Les répertoires Bèlè
Deux grands répertoires bèlè existent à la Martinique aujourd’hui. On a d’une part le bèlè lisid (bèlè du sud), connu et dansé principalement sur le territoire des Anses-d’Arlets et du Diamant et, d’autre part, le bèlè linò qui se décline en deux variantes : le bèlè Sainte Marie et le bèlè Baspointe.
La variante de Sainte-Marie est la plus connue à travers l’île et aussi celle qui a rayonné hors de l’île. La combinaison tambour bèlè / tibwa est le support indispensable à la réalisation de tous les bèlès martiniquais qu’ils soient du nord ou du sud.
Bèlè Linò 1 : Bèlè Sainte Marie
Le bèlè linò se décline en bèlè Sainte Marie et bèlè Basse Pointe. A Sainte-Marie les rythmes constitutifs de la suite bèlè sont dansés par quatre couples disposés en carré. La chorégraphie adoptée à Sainte-Marie doit beaucoup au Quadrille Français qui était à la mode dans toute l’Europe et en Martinique aussi dans les années 1830 – 40.
Dans le bèlè Sainte Marie en effet, un même groupe de huit danseurs exécute généralement plusieurs danses (ou éléments) les unes à la suite des autres avant de se faire remplacer. A la différence du Quadrille français cependant, les éléments de la suite bèlè sont conçus comme des danses séparées qu’on enchaîne les unes aux autres selon son gré et sans ordre pré-établi. Bidjin bèle, bèlè douss, bèlè piké, bèlè twapa (ou marin bèlè), bélya, granbèlè (*) chaque nom d’élément est évocateur d’un rythme et d’un corpus de pas caractéristique.

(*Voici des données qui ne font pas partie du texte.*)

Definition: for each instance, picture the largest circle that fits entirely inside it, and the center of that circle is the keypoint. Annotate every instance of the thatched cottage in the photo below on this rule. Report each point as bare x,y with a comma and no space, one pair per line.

Si les déplacements sont inspirés du Quadrille Français qui faisait fureur à la mi-XIXe siècle, les mouvements du corps et les attitudes propres à la danse bèlè sont à l’évidence hérités des ancêtres Africains. De même, les danseurs évoluent au son d’une musique de tambour et de voix sans l’aide d’aucun instrument mélodique.
Bèlè Linò 2 : bèlè baspwent
Si les danses constitutives du bèlè Basse Pointe sont celles de tout bèlè linò, Basse-Pointe a préservé des pas et des déplacements qui aident à le caractériser.
Les danseurs se rangent sur deux lignes face-à-face. L’une est faite d’hommes et l’autre de femmes. Cette disposition est adoptée pour toutes les danses de la suite bèlè sauf la bidjin bèlè pour laquelle les danseurs forment un cercle où hommes et femmes alternent. Cette configuration rappelle fortement le bèlè qui se danse à Sainte-Marie.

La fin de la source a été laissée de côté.